In reality, agriculture, chemicals, textiles, and various other manufactured items are the stuff of Pakistan’s true productivity—items that are tradable on the global market and capable of boosting national income. Pakistan has always been well placed to export given its access to the Indian Ocean and proximity to key markets in the West and East, to say nothing of its international reach through the Pakistani diaspora and the fact that it has the third largest English-speaking population in the world. Despite government absenteeism—that reoccurring failure within the political sphere to respond to the Taliban and to the reactionaries that routinely thwart Pakistan’s potential—as well as rampant inflation and a serious lack of currency reserves, Pakistan’s private sector has proven resilient, capable of going in for global trade with the right encouragement. The cue is now for the Pakistani government and the business community to formulate a more global economic policy.

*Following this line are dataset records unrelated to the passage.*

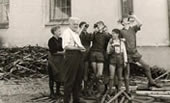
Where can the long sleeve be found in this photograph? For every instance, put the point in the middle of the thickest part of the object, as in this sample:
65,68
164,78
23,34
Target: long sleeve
124,52
109,47
66,39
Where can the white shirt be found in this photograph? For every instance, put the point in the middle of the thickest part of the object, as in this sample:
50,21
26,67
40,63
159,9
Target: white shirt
71,39
120,49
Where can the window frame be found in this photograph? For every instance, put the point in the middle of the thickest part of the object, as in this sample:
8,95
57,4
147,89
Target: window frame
5,25
126,7
57,21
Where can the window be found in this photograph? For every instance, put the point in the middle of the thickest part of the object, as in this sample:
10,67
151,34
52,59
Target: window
127,7
4,11
60,10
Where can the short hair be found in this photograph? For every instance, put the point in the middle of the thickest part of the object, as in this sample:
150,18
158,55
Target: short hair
100,22
53,29
71,19
117,31
82,23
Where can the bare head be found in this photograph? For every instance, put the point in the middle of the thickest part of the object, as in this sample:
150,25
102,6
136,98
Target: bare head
74,23
56,31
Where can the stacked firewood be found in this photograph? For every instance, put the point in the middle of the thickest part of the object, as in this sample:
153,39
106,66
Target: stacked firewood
28,61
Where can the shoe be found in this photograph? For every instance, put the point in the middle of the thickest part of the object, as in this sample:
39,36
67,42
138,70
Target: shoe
154,85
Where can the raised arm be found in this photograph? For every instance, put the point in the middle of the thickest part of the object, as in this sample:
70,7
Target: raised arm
138,21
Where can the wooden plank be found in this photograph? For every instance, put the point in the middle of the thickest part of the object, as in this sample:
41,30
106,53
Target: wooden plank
116,96
160,89
161,96
153,92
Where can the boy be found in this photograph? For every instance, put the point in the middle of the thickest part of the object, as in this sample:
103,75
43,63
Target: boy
100,40
131,25
73,61
54,60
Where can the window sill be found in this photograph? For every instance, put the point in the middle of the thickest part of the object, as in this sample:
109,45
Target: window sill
4,25
57,22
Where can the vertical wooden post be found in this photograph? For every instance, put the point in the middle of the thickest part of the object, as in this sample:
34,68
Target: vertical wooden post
168,3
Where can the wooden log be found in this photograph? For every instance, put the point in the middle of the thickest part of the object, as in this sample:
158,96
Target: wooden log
127,96
153,92
116,96
162,75
161,96
160,89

As it stands, the failure to fully capitalize on the free trade agreement between China and Pakistan demonstrates the need for a major policy effort to make the most of the corridor. For one, the Pakistani government needs to place greater emphasis on trade relations in its overall foreign policy as well as foster the exporting aspirations of small and midsize companies. Expansive economic policy, continued liberal reform, and, above all, an improved security situation are the formula needed to make full use of the tools of globalization which Pakistan will soon have at its disposal.
Christopher Ernest Barber is a doctoral candidate at the University of Auckland, specializing in the history of international arbitration and the development of globalization, commerce, and trade.